Modern computing systems involve huge data exchange across various sections of the processing system. To facilitate this, Network-on-Chip (NoC) serve as a crucial infrastructure that connect the processing cores to memory, peripherals, etc. The system could be put at great risk should the NoC system become compromised. The NoCs are used in multi/many-core processors; this domain is experiencing increased threats because of Hardware Trojan (HT) embedded in the multi core processing systems due to the presence of third-party entities in the system-on-chip (SoC) design pipeline. Protecting user and system level privacy becomes important in such multi core systems to enable trust. By embedding a hardware Trojan (HT) in a NoC, the adversary can snoop on important insights regarding the applications executing on the system or the user profile information. An attack of such calibre can compromise privacy thereby enabling more advanced attack on the entire system. This work demonstrates the capability of a traffic analysis attack when a few HTs are embedded in the NoC switches of a multi/many-core processor. The attack is capable of exposing sensitive information to an external malicious attacker who can then analyze the payload data with sophisticated machine learning (ML) techniques to infer the applications executing on the system.
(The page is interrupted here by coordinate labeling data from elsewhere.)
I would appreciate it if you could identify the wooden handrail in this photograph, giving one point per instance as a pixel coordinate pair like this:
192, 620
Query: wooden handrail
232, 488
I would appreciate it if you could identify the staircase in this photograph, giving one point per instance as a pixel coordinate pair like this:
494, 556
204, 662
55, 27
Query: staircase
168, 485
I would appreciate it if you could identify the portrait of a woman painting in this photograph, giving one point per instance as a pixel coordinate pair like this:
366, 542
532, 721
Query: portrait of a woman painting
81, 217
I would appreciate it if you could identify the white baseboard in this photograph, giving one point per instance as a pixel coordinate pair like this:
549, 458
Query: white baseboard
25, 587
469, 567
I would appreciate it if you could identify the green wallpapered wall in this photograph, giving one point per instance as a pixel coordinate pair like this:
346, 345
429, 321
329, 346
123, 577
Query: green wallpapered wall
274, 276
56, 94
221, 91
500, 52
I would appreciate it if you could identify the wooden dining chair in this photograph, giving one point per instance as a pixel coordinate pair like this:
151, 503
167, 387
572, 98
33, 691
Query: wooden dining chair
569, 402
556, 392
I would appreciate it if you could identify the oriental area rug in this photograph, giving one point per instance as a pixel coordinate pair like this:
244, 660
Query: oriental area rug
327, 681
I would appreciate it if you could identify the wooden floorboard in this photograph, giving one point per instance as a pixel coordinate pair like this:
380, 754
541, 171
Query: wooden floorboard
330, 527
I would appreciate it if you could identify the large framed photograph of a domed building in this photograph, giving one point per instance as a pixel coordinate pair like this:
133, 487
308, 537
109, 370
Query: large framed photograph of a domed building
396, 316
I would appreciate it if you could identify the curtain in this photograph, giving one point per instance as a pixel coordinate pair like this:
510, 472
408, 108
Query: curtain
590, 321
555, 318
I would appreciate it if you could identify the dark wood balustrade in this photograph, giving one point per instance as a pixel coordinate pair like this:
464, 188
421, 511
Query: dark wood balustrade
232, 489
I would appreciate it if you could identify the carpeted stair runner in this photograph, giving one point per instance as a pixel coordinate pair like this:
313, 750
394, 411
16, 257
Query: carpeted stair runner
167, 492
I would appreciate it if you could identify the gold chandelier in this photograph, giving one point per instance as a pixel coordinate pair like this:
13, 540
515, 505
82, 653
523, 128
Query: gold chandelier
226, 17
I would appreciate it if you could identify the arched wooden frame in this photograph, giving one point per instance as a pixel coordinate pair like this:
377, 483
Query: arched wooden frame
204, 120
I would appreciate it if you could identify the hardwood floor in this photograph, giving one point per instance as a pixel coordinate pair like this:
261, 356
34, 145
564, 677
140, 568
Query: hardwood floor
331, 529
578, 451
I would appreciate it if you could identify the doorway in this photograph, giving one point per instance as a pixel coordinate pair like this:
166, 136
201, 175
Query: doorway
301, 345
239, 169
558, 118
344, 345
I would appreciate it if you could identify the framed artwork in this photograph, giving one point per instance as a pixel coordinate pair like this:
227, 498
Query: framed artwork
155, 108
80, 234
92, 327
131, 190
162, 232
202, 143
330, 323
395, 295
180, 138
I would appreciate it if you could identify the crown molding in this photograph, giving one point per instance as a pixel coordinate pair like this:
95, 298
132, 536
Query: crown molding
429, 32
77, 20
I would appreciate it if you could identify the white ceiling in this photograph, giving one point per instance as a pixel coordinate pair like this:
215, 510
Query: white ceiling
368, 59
We also evaluate the performance of a generative adversarial network (GAN) strengthened attacker model that offers more robustness for data paucity scenarios. We propose a Simulated Annealing-based randomized routing algorithm based defense for NoCs thus thwarting the attack. The results demonstrate that the proposed randomized routing algorithm could reduce the accuracy of identifying user profiles by the attacker from >98% to <15% in multi/many-core systems.